Fall 2014 Courses

Span 609-401
Language Teaching/Learning
Prof. McMahon

This course is required of all Teaching Assistants in French, Italian, and Spanish in the second semester of their first year of teaching. It is designed to provide instructors with the necessary practical support to carry out their teaching responsibilities effectively, and builds on the practicum meetings held during the first semester. The course will also introduce students to various approaches to foreign language teaching as well as to current issues in second language acquisition. Students who have already had a similar course at another institution may be exempted upon consultation with the instructor.


Span 682-401
Literary Theory
Prof. de la Campa

This course will cover the field of contemporary theory through its most productive paradigms of the past few decades. These will include the following: a) various models of deconstructive work, b) new approaches to literary communities and comparative literature, c) debates around coloniality and subalternity, d) transatlantic mappings. The special focus will be on how these paradigms apply and at times define Latin American and Hispanic literary and cultural areas. In that pursuit, we will look at three modes of instantiation: theoretical sources as such, specific works of criticism, samples of literary and cultural production.


Span 684-301
La Novela Realista
Prof. Lopez

This course is dedicated to the non-classical novel of the nineteenth and twentieth centuries. This class of novel begins to appear when Realism/Naturalism (which had informed what Lukács called the «classical novel») showed signs of exhaustion. We begin with the forms of the novel that react to Naturalism when authors searched for alternative forms of narrative. We will then follow a historical sequence until we reach the forms of the novel of the twentieth century. We will study different tendencies including “espiritualismo”, fin de siècle, decadentism, what Ortega y Gasset called perspectivism, futurismo (los –ismos), and avant-garde.  Readings will include Galdós (Miau), Trigo (Jarrapellejos), Unamuno (Niebla), Azorín (Doña Inés), Valle-Inclán (Sonata de otoño), Baroja (íEl mundo es ansí) ), Pérez de Ayala (Belarmino y Apolonio), Gabriel Miró (El obispo leproso), Carmen de Burgos (Puñal de claveles), Cansinos Assens (El movimiento v.p.), Rosa Chacel (Estación de ida y vuelta), Francisco Ayala (Cazador en el alba).


Span 690-301
Studies in Spanish American Literature
Prof. Ramos

"Los avatares de la no-ficción: crónicas literarias, documentales, ensayos fílmicos"

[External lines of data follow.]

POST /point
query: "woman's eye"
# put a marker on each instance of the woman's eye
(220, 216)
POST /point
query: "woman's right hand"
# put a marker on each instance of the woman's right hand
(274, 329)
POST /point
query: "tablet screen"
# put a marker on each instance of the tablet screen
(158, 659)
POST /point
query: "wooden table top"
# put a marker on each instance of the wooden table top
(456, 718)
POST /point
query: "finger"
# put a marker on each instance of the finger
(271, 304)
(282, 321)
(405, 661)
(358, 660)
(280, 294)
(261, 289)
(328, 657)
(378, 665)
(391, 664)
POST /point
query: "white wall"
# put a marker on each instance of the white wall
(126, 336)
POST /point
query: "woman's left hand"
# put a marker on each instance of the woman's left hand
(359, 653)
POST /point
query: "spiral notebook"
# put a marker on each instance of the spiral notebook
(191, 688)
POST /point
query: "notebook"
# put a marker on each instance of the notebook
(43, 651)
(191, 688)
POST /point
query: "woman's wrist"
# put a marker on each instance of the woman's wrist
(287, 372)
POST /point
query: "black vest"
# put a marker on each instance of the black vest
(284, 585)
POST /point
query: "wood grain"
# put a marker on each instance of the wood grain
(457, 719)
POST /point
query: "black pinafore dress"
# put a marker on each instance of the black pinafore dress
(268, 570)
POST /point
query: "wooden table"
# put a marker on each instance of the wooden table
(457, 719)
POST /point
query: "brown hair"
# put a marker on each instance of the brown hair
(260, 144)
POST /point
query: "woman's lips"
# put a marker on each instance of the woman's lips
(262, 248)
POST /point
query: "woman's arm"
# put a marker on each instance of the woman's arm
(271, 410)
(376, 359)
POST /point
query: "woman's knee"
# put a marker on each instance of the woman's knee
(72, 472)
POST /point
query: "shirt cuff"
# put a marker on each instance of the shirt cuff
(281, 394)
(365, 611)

Este seminario explorará una serie de debates actuales en torno del concepto de la no-ficción en la literatura y el cine.  Partiremos de la lectura de algunas crónicas ejemplares de José Martí, Carlos Monsiváis, María Moreno et al. para ubicar históricamente la discusión.  Luego nos concentrarnos en los documentales de Nicolás Guillén Landrián y algunos ejemplos actuales de las cambiantes formas del ensayo fílmico, su relación con el "cine de poesía", el trabajo de archivo filmico, etc.   Trabajaremos con un foco latinoamericano, pero tomaremos en cuenta algunos ejemplos de cine europeo o norteamericano (Pedro Costa, Chris Marker, et al).


Span 692-301
The Politics of Writing the New World: Colonial Latin American Literature
Prof. Téllez

In this graduate seminar we will reflect on writing as a social practice during the 16th, 17th and 18th centuries, a period during which both written production and reception were strictly guided by the State. We will study different kinds of texts–from Conquistador chronicles, poetry, letters, to literary criticism–and analyze their role on the political and aesthetic debates about the New World, as well as the cultural markets in which the were composed and circulated. Each week we will read and discuss texts from the colonial period along with contemporary literary criticism and/or critical theory.